Encore un autre ballon dégonflé pour les souverainistes et nationalistes du Québec. En se présentant comme le nouveau super porte-étendard du statu quo canadien, le chef de l'ADQ peut-il encore réellement espérer incarner le changement?
Pourquoi Mario Dumont n'a-t-il pas été plus limpide avec les Québécois avant sa visite en Ontario? Pourquoi cultiver d'un côté l'ambivalence sur ses positions constitutionnelles, et de l'autre, la clarté de ses intentions fédéralistes? Il n'est pas dans l'intérêt du Québec qu'on lui conte des histoires. Les Québécois ont droit à la franchise de la part de leurs politiciens!
Plusieurs d'entre nous, souverainistes dans l'âme, ont été bernés par le chef adéquiste. En remisant unilatéralement le chapitre le plus intéressant de son programme, celui traitant d'une nouvelle offre de partenariat au Canada, le chef adéquiste à fait la démonstration, primo que le processus de construction d'un programme politique ne sert qu'à occuper les militants entre les élections et secundo, que l'ADQ n'a à voir avec le changement que sa volonté de réduire le Québec au stade d'une administration régionale, à l'instar des autres provinces.

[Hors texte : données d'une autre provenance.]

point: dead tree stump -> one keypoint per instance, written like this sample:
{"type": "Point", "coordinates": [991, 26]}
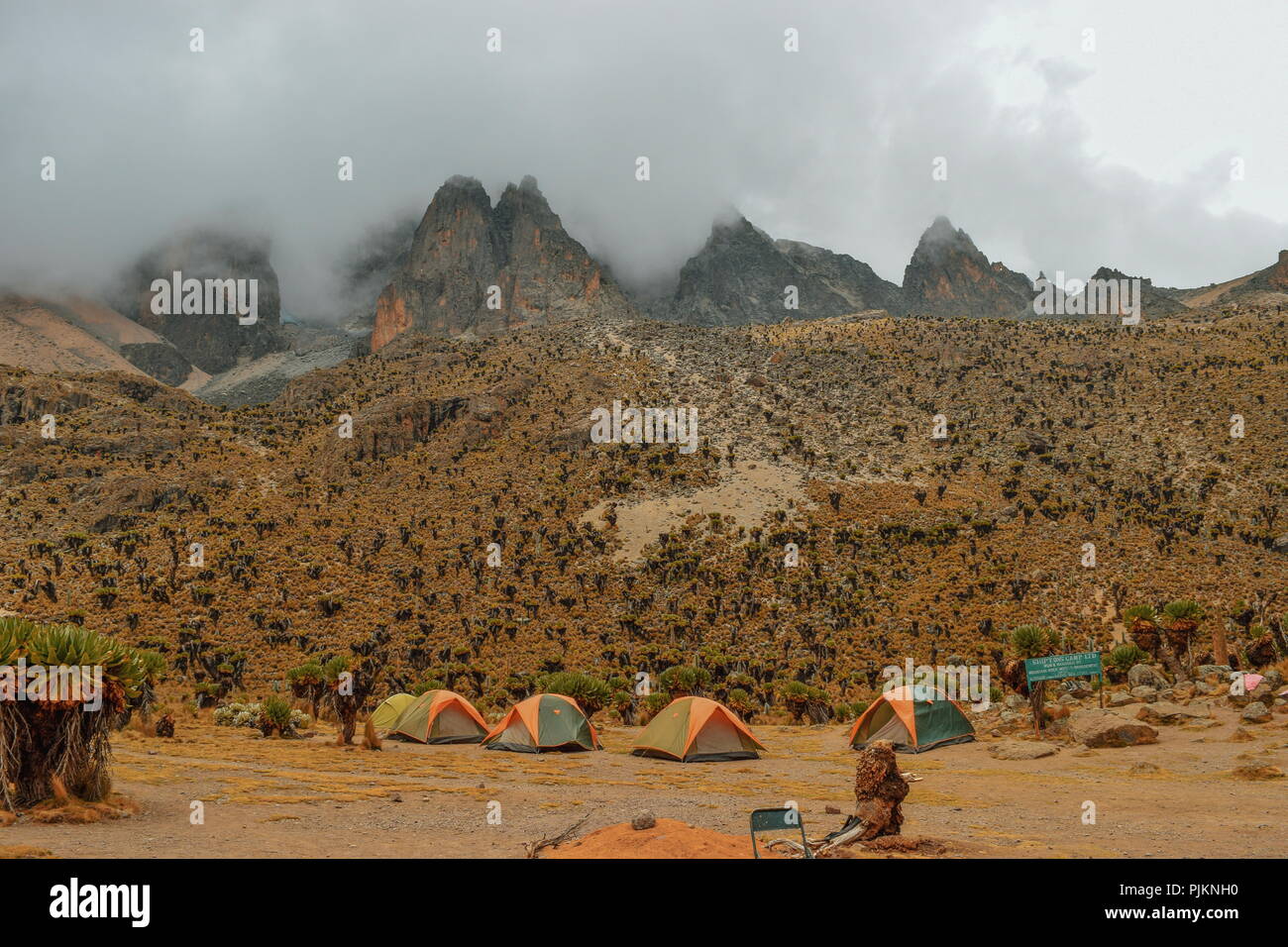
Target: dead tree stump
{"type": "Point", "coordinates": [879, 789]}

Avec ce discours aligné sur la position de Jean Chrétien en matière de constitution, Mario Dumont annonce l'abdication complète et totale des revendications traditionnelles du Québec : la fermeture à double tour du «magasin général» constitutionnel. Advenant malgré tout une ultime offre de partenariat avec reste du Canada, le ROC n'aura plus aucun incitatif à faire des concessions majeures au Québec dès lors que M. Dumont aura balancé par dessus bord notre seul rapport de force collectif face à la majorité canadienne : la carte souverainiste -nationaliste.

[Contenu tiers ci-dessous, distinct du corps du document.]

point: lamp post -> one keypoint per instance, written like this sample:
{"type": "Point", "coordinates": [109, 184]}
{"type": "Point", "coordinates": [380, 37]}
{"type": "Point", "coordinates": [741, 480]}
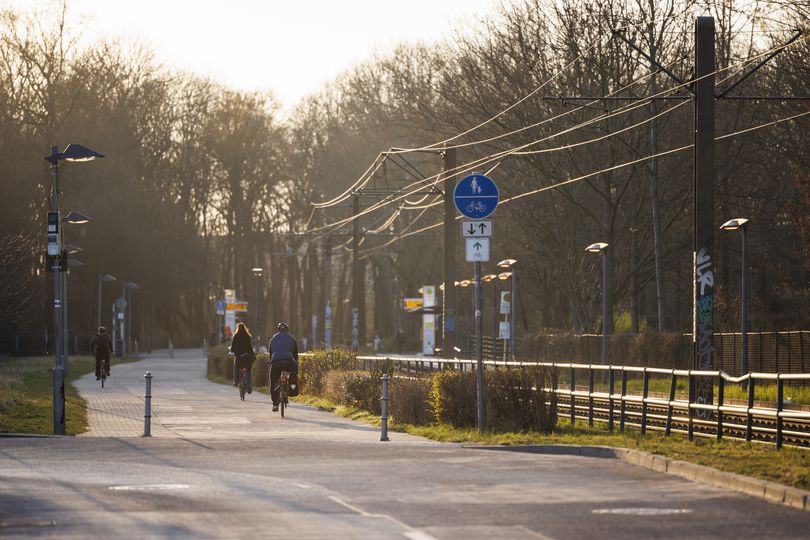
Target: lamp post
{"type": "Point", "coordinates": [600, 248]}
{"type": "Point", "coordinates": [56, 258]}
{"type": "Point", "coordinates": [128, 286]}
{"type": "Point", "coordinates": [733, 225]}
{"type": "Point", "coordinates": [257, 271]}
{"type": "Point", "coordinates": [510, 264]}
{"type": "Point", "coordinates": [101, 278]}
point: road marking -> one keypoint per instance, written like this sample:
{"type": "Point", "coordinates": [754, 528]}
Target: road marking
{"type": "Point", "coordinates": [149, 487]}
{"type": "Point", "coordinates": [642, 511]}
{"type": "Point", "coordinates": [413, 534]}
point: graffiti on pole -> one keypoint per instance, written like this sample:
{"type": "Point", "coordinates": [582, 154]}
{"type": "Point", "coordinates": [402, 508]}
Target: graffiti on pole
{"type": "Point", "coordinates": [704, 326]}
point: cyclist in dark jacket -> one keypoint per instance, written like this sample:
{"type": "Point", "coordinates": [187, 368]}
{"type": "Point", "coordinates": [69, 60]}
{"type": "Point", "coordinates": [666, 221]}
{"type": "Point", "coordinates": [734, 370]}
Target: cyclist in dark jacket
{"type": "Point", "coordinates": [243, 355]}
{"type": "Point", "coordinates": [283, 351]}
{"type": "Point", "coordinates": [101, 345]}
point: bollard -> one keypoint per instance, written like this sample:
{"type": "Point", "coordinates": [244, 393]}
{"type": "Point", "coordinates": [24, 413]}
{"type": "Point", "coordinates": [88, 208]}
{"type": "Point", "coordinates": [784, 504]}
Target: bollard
{"type": "Point", "coordinates": [147, 414]}
{"type": "Point", "coordinates": [384, 427]}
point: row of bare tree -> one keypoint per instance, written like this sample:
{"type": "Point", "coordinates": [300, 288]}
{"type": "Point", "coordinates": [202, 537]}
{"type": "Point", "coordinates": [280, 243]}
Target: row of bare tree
{"type": "Point", "coordinates": [201, 183]}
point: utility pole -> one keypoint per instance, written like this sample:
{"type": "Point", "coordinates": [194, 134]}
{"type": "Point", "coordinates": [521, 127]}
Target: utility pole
{"type": "Point", "coordinates": [449, 266]}
{"type": "Point", "coordinates": [358, 275]}
{"type": "Point", "coordinates": [703, 325]}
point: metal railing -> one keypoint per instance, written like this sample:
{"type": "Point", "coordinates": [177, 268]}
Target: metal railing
{"type": "Point", "coordinates": [610, 400]}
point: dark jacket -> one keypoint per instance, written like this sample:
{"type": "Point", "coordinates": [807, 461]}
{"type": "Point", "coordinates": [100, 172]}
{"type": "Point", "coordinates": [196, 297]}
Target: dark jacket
{"type": "Point", "coordinates": [241, 344]}
{"type": "Point", "coordinates": [101, 345]}
{"type": "Point", "coordinates": [283, 347]}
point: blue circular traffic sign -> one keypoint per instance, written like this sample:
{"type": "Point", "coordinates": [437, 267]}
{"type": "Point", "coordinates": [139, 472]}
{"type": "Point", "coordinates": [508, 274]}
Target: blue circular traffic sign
{"type": "Point", "coordinates": [476, 196]}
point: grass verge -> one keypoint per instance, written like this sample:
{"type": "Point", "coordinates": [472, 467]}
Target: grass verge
{"type": "Point", "coordinates": [26, 394]}
{"type": "Point", "coordinates": [789, 466]}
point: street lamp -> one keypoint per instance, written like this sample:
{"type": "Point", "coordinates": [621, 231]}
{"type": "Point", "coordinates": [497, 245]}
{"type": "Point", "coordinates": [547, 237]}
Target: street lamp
{"type": "Point", "coordinates": [73, 152]}
{"type": "Point", "coordinates": [510, 264]}
{"type": "Point", "coordinates": [129, 285]}
{"type": "Point", "coordinates": [601, 247]}
{"type": "Point", "coordinates": [256, 327]}
{"type": "Point", "coordinates": [103, 277]}
{"type": "Point", "coordinates": [733, 225]}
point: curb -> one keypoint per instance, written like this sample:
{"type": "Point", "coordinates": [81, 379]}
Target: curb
{"type": "Point", "coordinates": [763, 489]}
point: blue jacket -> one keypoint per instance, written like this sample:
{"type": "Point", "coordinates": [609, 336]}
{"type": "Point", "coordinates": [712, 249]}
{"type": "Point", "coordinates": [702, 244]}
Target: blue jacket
{"type": "Point", "coordinates": [283, 347]}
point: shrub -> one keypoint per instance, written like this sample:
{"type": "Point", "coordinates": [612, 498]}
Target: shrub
{"type": "Point", "coordinates": [516, 400]}
{"type": "Point", "coordinates": [315, 365]}
{"type": "Point", "coordinates": [452, 398]}
{"type": "Point", "coordinates": [409, 400]}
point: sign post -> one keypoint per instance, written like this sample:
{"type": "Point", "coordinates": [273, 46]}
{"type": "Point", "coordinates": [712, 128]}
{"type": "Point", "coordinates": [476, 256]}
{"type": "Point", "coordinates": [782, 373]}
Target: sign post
{"type": "Point", "coordinates": [476, 197]}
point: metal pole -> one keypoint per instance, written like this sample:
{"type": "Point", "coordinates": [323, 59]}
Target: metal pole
{"type": "Point", "coordinates": [384, 426]}
{"type": "Point", "coordinates": [56, 261]}
{"type": "Point", "coordinates": [605, 316]}
{"type": "Point", "coordinates": [449, 260]}
{"type": "Point", "coordinates": [703, 280]}
{"type": "Point", "coordinates": [479, 351]}
{"type": "Point", "coordinates": [147, 413]}
{"type": "Point", "coordinates": [744, 301]}
{"type": "Point", "coordinates": [98, 323]}
{"type": "Point", "coordinates": [513, 309]}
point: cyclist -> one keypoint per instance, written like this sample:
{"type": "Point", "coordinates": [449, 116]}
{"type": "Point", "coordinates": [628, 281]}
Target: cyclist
{"type": "Point", "coordinates": [101, 345]}
{"type": "Point", "coordinates": [243, 355]}
{"type": "Point", "coordinates": [283, 351]}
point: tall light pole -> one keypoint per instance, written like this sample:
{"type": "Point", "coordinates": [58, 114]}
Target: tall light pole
{"type": "Point", "coordinates": [101, 278]}
{"type": "Point", "coordinates": [56, 261]}
{"type": "Point", "coordinates": [257, 271]}
{"type": "Point", "coordinates": [600, 247]}
{"type": "Point", "coordinates": [733, 225]}
{"type": "Point", "coordinates": [511, 265]}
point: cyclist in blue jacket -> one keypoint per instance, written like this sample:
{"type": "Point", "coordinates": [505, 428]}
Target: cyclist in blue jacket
{"type": "Point", "coordinates": [283, 351]}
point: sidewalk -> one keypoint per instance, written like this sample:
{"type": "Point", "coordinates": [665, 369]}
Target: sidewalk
{"type": "Point", "coordinates": [185, 404]}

Doit-on y voir le manque d'expérience du chef adéquiste? Une grossière erreur de calcul de Mario Dumont? Ou ce dernier vient-il de nous révéler ses vraies couleurs : celles d'un politicien prêt à signer à rabais le registre de nos aspirations politiques?
Les nationalistes et les souverainistes, dont j'étais, qui ont cru en l'ADQ se doivent de réévaluer sérieusement leurs appuis à cette formation politique désormais ouvertement fédéraliste. Passe encore les politiques controversées pour un moment tant que cela fait avancer la question nationale. Mais la destruction ouvertement proposée de l'État québécois, garant du «nous» collectif, jumelée à la mise au rancart à perpétuité de nos aspirations nationales constituent, les deux ensemble, la menace la plus concrète du Québec en devenir que nous chérissons.

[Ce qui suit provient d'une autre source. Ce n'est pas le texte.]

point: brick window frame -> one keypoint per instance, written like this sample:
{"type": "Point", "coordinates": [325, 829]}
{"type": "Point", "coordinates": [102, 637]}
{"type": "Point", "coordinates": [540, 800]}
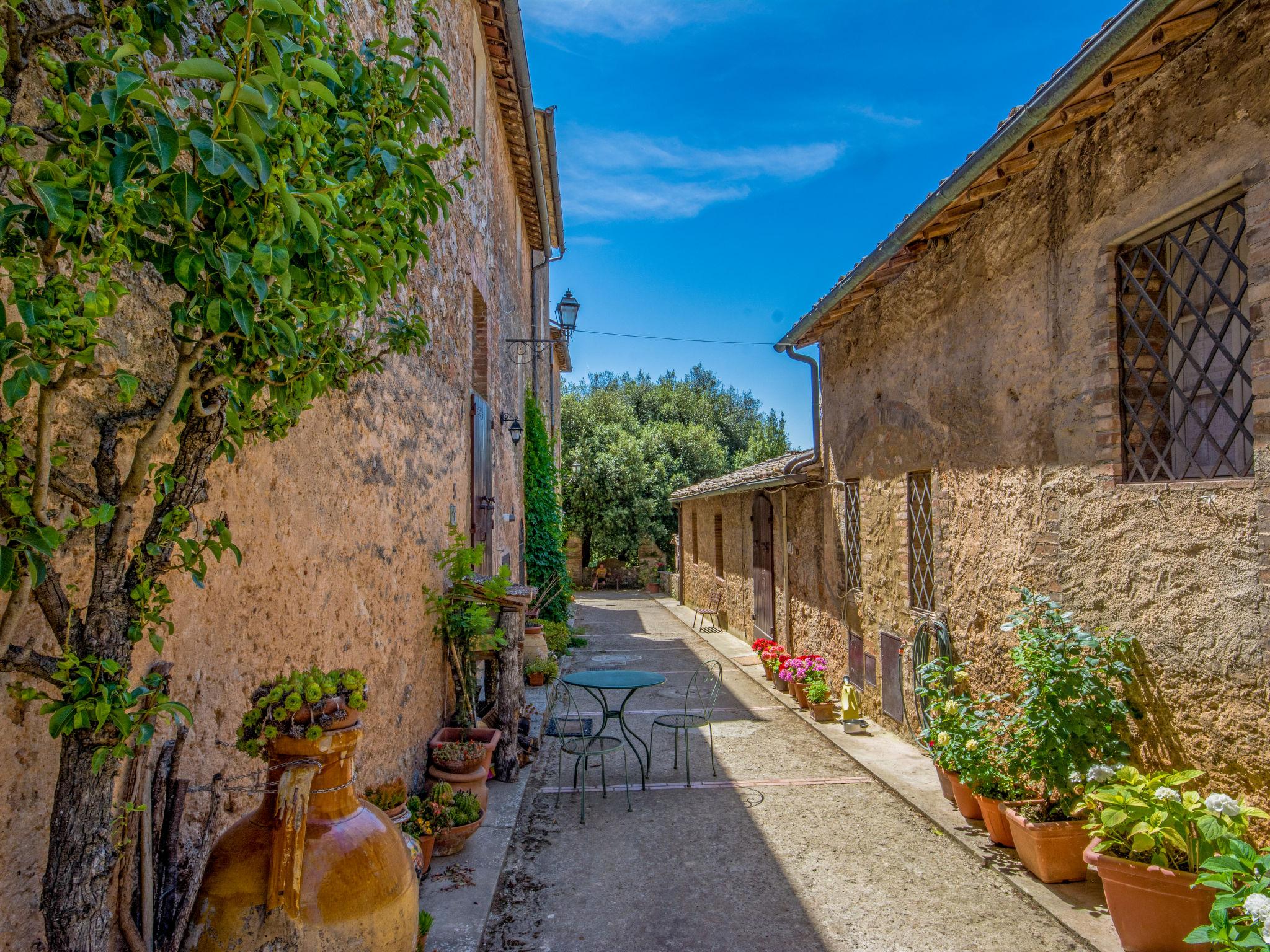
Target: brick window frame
{"type": "Point", "coordinates": [1183, 348]}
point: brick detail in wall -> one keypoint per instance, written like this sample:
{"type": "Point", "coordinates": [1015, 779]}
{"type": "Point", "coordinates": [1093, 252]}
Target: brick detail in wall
{"type": "Point", "coordinates": [1256, 238]}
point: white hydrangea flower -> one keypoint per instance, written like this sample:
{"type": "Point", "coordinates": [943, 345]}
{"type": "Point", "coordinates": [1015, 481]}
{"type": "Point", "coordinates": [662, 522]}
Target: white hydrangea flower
{"type": "Point", "coordinates": [1222, 804]}
{"type": "Point", "coordinates": [1100, 772]}
{"type": "Point", "coordinates": [1258, 906]}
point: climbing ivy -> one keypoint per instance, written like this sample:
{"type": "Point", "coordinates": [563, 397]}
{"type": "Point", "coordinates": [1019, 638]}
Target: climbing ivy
{"type": "Point", "coordinates": [544, 540]}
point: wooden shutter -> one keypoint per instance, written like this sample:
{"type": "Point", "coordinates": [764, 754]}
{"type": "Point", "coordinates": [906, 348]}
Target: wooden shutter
{"type": "Point", "coordinates": [483, 479]}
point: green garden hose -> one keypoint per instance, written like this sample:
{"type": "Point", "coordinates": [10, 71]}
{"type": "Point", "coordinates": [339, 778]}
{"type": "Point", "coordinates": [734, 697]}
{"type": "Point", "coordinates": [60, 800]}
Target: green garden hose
{"type": "Point", "coordinates": [930, 641]}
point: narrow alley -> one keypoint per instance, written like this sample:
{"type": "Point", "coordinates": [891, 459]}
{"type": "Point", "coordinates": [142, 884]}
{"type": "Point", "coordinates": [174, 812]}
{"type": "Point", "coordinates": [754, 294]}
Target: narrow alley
{"type": "Point", "coordinates": [791, 844]}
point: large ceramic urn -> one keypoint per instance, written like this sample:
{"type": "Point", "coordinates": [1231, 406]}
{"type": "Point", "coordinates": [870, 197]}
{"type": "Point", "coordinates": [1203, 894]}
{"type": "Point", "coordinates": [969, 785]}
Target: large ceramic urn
{"type": "Point", "coordinates": [314, 868]}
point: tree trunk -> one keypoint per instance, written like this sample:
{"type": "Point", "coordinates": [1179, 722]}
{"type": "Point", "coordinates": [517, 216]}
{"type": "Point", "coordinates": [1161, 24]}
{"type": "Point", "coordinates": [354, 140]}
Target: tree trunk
{"type": "Point", "coordinates": [511, 696]}
{"type": "Point", "coordinates": [76, 903]}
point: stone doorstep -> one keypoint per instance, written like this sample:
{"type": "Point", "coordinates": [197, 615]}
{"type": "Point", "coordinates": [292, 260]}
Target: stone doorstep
{"type": "Point", "coordinates": [461, 912]}
{"type": "Point", "coordinates": [1078, 907]}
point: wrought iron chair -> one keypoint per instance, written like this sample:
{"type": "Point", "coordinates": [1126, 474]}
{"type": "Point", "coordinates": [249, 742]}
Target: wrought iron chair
{"type": "Point", "coordinates": [711, 610]}
{"type": "Point", "coordinates": [699, 705]}
{"type": "Point", "coordinates": [575, 741]}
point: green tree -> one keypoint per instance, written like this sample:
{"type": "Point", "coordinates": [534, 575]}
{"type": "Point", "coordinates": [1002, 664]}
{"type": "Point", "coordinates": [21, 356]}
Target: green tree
{"type": "Point", "coordinates": [637, 439]}
{"type": "Point", "coordinates": [544, 541]}
{"type": "Point", "coordinates": [272, 180]}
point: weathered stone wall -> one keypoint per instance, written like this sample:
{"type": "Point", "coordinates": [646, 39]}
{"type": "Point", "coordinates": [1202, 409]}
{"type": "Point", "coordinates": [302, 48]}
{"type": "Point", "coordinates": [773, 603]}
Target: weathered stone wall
{"type": "Point", "coordinates": [992, 363]}
{"type": "Point", "coordinates": [337, 524]}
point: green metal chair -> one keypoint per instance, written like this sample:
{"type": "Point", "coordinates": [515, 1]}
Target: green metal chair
{"type": "Point", "coordinates": [582, 747]}
{"type": "Point", "coordinates": [699, 705]}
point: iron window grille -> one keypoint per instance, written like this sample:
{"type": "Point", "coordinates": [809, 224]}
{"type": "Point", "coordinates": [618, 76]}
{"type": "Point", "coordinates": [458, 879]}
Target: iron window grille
{"type": "Point", "coordinates": [851, 534]}
{"type": "Point", "coordinates": [1185, 382]}
{"type": "Point", "coordinates": [921, 544]}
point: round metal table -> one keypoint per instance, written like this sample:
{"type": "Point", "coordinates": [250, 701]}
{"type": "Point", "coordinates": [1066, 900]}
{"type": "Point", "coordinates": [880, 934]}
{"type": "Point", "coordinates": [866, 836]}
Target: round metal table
{"type": "Point", "coordinates": [596, 683]}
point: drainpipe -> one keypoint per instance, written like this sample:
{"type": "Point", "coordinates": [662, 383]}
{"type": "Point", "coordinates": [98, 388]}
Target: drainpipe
{"type": "Point", "coordinates": [813, 456]}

L'effet sera d'amputer irrémédiablement le Québec de sa capacité de mettre en oeuvre des politiques vigoureuses conçues pour répondre à la spécificité de la société québécoise. Le Québec deviendra rapidement une unité administrative comme les autres, sans panache, docile et dont le «cas» aura été «réglé» par M. Dumont et ses collègues canadiens. Depuis le rapatriement de la constitution en 1982, jamais le Québec n'a été aussi près d'une catastrophe politique de cette ampleur.
Nous avions placé nos espoirs en lui, parce que le chef adéquiste offrait, avec sa proposition de paix constitutionnelle, de nous sortir de l'impasse politique dans laquelle nous nous trouvions plongés depuis la demi-victoire du OUI en 1995. Nos espoirs se sont si rapidement évaporés que nous en sommes encore bouche bée. D'autant plus que celui en qui nous les avions placés adopte désormais la position méprisante et réductrice de Jean Chrétien sur les «chicanes constitutionnelles».
Encore un autre ballon dégonflé pour les souverainistes et nationalistes du Québec. En se présentant comme le nouveau super porte-étendard du statu quo canadien, le chef de l'ADQ peut-il encore réellement espérer incarner le changement?